Getting diagnosed as autistic as an adult

Getting diagnosed as autistic as an adult is probably the best thing that’s ever happened to me.

That’s not how I would have expected to describe it.

For most of my life, there were things that didn’t quite make sense.

How I thought about things. How I worked. How I reacted to certain situations. Where I had energy and where I didn’t.

Nothing ever felt completely off.

Just… not fully explained.


Before the diagnosis

I think I spent a lot of time trying to adjust myself to fit what I thought was expected.

How to communicate. How to show up in certain situations. How to manage energy in environments that didn’t really suit how I work.

Some of that worked.

Some of it didn’t.

A lot of it just felt like effort without a clear understanding of why.


What changed

The diagnosis didn’t suddenly change who I am.

But it gave me a way to understand it.

And that’s made a bigger difference than I expected.

Things that used to feel inconsistent or frustrating started to make more sense.

Patterns became clearer.

It wasn’t about labelling everything. It was about having a way to interpret it.


How it’s changed how I work

One of the biggest shifts has been in how I approach work.

I’m more aware of where my energy goes. What environments help me think clearly and which ones don’t.

I’m more deliberate about how I communicate.

I use tools differently as well.

Things like AI have become genuinely useful, not just as a novelty, but as a way to support how I process information and structure thinking.


What I’ve stopped doing

I’ve probably stopped trying to “correct” certain things about myself.

There were things I used to see as problems that needed fixing.

Now they feel more like traits that need understanding.

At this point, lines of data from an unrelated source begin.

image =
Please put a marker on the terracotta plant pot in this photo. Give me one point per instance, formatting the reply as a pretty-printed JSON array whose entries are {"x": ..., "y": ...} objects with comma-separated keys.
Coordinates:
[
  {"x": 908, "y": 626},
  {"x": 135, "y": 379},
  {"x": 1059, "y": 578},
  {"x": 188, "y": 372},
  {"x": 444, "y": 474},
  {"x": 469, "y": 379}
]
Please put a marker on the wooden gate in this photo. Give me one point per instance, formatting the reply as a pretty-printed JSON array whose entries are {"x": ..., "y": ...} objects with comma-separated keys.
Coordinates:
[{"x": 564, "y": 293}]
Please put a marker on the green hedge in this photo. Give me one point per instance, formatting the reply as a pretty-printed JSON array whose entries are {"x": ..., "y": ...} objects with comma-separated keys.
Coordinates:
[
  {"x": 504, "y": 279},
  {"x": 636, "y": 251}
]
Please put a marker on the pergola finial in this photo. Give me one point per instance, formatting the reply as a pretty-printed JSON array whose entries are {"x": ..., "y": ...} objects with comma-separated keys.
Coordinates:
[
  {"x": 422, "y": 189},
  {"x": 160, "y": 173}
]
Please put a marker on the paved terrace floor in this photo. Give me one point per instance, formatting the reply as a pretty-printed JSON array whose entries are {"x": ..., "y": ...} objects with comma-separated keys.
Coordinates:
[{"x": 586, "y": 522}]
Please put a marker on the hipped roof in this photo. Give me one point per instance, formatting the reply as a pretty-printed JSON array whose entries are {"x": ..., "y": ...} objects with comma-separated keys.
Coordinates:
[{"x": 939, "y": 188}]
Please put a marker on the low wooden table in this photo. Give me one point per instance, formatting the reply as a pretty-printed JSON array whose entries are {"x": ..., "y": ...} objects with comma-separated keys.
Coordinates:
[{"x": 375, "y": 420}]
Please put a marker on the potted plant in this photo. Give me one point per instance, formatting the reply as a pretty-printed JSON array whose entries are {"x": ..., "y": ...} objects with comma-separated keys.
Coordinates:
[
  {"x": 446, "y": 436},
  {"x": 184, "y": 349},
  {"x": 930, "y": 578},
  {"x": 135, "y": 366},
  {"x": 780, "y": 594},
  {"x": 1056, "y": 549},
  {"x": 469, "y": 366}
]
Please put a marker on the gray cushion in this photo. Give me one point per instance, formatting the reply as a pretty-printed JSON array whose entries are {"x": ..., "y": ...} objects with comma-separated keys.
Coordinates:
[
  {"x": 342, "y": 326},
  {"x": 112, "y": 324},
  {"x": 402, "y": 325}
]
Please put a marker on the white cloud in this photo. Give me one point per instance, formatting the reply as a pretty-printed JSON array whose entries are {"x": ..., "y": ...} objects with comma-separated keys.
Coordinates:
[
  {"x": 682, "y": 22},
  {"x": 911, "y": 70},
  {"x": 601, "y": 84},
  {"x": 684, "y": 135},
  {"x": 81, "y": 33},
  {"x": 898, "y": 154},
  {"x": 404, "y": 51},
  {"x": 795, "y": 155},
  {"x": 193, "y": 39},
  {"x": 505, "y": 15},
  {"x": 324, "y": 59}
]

That’s been a subtle but important shift.


What it’s given me

More than anything, it’s given me clarity.

Not certainty. Not a perfect explanation for everything.

But enough clarity to stop questioning things that don’t need to be questioned.

And to start working with how I actually think, rather than against it.


Closing

I don’t think this is something that needs to be overcomplicated.

For me, it’s been simple.

Things make more sense now than they did before.

And that’s been enough to change how I approach a lot of areas of my life.